Pelo menos desde 2014, o G7 não trata mais de problemas relacionados à pobreza, emergência climática, saúde internacional nem nada que interesse ao mundo como um todo. A única coisa que se trata nas reuniões é como se coontrapor à crescente força chinesa e sua influência sobre países que antes eram considerados o quintal dos fundos dos Estados Unidos.

O G7 deixou de ser um instituto de governança global e se tornou a cabeça de lança do bloco político-econômico-militar hegemonizado pelos Estados Unidos na luta pela liderança global. Já não se veem diferenças entre os posicionamentos do G7 e da OTAN ou G7 e Estados Unidos. A União Europeia, convidada permanente aos encontros, muito pouco ou quase nada pode mudar nas resoluções do grupo. É o que foi visto neste final de semana em torno ao problema dos aviões de guerra para a Ucrânia. Biden mandou e os países europeus entregarão. Ponto final. A subordinação europeia chega ao absurdo de criminosos explodirem um gasoduto em pleno território europeu (Nord Stream) e ninguém levanta um dedo para investigar o ocorrido porque todos temem (mas poucos falam) que as investigações levem a Washington. Enquanto isso, os Estados Unidos incrementam suas vendas de gás liquefeito para o continente europeu a preços de 20% a 40% maiores do que o gás natural russo que fluía pelo Nord Stream. É assim que os Estados Unidos “salvam” a Europa da dependência da Rússia.

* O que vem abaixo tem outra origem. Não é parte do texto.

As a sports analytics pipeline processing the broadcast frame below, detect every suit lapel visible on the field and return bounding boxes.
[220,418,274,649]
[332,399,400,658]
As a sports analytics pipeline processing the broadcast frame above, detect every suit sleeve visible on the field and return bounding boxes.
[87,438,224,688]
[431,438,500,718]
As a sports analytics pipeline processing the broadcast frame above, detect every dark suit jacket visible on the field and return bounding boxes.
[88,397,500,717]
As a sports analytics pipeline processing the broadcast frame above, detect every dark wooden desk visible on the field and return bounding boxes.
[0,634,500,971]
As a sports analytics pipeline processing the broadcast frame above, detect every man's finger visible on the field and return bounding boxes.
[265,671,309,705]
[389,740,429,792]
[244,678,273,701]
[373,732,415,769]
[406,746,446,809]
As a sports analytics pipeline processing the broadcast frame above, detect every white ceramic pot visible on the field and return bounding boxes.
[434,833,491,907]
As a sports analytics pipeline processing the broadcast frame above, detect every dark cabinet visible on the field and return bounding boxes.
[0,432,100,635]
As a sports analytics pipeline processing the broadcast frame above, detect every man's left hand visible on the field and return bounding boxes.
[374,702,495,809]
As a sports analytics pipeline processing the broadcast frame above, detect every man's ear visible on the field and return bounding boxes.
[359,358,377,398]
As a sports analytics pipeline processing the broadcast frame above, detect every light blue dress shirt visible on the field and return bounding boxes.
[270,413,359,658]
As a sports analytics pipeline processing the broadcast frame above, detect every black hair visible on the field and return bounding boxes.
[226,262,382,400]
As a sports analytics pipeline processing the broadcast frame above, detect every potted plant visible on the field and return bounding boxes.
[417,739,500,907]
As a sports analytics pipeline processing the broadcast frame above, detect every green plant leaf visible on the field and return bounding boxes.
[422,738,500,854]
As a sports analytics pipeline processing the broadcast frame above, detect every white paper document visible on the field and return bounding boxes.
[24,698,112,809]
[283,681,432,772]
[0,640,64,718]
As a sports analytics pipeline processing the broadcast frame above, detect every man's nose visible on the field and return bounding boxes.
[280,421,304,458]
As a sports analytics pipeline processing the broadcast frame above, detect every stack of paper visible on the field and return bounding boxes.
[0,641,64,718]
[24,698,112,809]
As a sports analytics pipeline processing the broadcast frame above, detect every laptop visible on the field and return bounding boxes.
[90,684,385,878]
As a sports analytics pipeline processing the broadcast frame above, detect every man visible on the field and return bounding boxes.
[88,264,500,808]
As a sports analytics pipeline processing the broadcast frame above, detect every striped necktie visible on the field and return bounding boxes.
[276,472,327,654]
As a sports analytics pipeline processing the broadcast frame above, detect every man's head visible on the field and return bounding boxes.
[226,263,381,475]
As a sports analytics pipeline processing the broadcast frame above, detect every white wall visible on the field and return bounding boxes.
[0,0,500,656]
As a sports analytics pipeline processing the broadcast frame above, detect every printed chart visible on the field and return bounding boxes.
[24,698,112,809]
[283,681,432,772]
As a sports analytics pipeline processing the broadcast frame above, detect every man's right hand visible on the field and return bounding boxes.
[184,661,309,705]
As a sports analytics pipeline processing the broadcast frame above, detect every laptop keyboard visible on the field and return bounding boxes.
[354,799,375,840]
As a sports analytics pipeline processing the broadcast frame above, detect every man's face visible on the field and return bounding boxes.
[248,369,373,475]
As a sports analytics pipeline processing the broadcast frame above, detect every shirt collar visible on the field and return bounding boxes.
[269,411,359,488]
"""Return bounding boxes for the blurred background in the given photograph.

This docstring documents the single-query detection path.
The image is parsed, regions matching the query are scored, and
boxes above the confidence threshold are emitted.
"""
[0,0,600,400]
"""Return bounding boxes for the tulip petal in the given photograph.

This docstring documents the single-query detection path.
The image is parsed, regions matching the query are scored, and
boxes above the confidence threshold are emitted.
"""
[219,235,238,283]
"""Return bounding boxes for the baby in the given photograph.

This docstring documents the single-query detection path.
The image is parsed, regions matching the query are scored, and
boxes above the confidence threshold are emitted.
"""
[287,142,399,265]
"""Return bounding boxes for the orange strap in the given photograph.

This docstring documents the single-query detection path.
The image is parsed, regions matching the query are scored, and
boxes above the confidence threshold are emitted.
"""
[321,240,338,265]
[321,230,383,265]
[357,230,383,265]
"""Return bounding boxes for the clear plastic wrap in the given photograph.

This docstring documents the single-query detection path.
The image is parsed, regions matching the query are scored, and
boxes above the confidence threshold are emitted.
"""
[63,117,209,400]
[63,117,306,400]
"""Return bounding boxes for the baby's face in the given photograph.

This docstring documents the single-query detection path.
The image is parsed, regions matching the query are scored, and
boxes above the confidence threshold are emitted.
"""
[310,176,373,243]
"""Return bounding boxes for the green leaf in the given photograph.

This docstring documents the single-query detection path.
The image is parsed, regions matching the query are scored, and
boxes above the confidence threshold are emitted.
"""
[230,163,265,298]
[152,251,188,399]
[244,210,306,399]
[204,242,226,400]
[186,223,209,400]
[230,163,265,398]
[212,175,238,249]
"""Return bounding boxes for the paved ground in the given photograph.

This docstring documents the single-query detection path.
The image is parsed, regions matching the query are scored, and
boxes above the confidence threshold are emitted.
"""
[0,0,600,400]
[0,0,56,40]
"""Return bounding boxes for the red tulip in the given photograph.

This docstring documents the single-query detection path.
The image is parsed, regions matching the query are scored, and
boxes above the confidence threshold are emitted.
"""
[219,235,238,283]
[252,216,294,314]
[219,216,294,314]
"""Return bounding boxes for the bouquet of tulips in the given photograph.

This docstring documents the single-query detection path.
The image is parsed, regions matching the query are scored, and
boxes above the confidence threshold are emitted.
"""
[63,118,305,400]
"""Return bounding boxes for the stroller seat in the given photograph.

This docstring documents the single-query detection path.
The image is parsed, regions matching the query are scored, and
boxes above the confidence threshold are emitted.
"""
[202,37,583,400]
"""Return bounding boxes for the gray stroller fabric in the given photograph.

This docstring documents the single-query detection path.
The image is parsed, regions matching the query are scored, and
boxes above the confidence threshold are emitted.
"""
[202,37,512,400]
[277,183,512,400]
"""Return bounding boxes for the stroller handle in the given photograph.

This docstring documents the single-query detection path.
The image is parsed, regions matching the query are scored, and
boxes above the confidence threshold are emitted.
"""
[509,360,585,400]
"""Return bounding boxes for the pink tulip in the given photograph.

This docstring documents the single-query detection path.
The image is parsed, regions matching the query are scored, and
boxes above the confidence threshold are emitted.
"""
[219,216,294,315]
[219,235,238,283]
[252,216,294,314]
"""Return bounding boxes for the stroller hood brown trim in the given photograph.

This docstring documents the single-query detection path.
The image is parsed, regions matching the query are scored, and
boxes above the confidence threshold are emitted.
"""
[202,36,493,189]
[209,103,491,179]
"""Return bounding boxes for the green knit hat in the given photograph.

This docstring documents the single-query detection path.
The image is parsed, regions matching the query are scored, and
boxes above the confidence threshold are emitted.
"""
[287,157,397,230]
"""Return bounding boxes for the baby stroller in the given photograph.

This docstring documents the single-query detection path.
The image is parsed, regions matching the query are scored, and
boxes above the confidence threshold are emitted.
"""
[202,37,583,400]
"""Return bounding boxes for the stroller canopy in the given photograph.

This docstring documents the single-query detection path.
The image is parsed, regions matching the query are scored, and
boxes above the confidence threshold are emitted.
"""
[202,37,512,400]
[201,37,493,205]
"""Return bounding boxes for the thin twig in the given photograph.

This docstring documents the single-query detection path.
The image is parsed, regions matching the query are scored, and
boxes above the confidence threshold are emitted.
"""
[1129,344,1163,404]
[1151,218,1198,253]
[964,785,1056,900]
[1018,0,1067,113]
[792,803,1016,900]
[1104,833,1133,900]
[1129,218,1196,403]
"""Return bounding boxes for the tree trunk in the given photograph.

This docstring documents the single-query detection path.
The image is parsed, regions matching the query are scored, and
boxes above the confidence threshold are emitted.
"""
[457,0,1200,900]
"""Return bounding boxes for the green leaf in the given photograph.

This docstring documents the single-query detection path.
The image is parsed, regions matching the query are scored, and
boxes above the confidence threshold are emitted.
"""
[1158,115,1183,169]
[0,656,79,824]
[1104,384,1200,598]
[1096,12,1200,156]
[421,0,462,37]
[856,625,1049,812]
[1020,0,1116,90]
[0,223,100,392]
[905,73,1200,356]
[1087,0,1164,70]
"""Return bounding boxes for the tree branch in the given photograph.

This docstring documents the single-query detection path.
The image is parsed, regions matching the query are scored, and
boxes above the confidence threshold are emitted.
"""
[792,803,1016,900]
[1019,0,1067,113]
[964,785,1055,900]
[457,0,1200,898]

Não cabe aos socialistas a torcida por um bloco imperialista em luta contra outro bloco também imperialista. A ordem mundial que defendemos não é unipolar nem multipolar. É uma ordem radicalmente democrática, marcada pela autodeterminação dos povos, a cooperação entre nações e a solidariedade proletária, ou seja, o socialismo. Mas não deixa de ser irônico notar como as ilusões em torno de uma suposta paz mundial e estabilização da hegemonia norte-americana típicas dos anos 1990 viraram pó diante das pressões de um imperialismo ascendente. Como dito em outros artigos neste site, a decadência norte-americana é lenta. Estados Unidos caem de um patamar muito alto, enquanto China se eleva a partir de um piso muito baixo. Mas as placas tectônicas estão se movendo.

O resultado é que o mapa do mundo está sendo redesenhado: novas fronteiras, rotas comerciais, canais, portos, alianças, blocos comerciais. A guerra na Ucrânia já mudou o cenário e os próximos anos serão de aceleração ainda maior da transição. Certamente, o mundo da segunda metade do século 21 será um lugar muito diferente para se viver. Se se será um mundo melhor ou pior, não sabemos. Até onde o imperialismo norte-americano está disposto a ir na luta pela sua autopreservação? Nesse sentido, Hiroshima é e sempre será um alerta, um monumento à irracionalidade e à barbárie imperialistas. Pena que os participantes da última conferência do G7 não o vejam ou não queiram ver.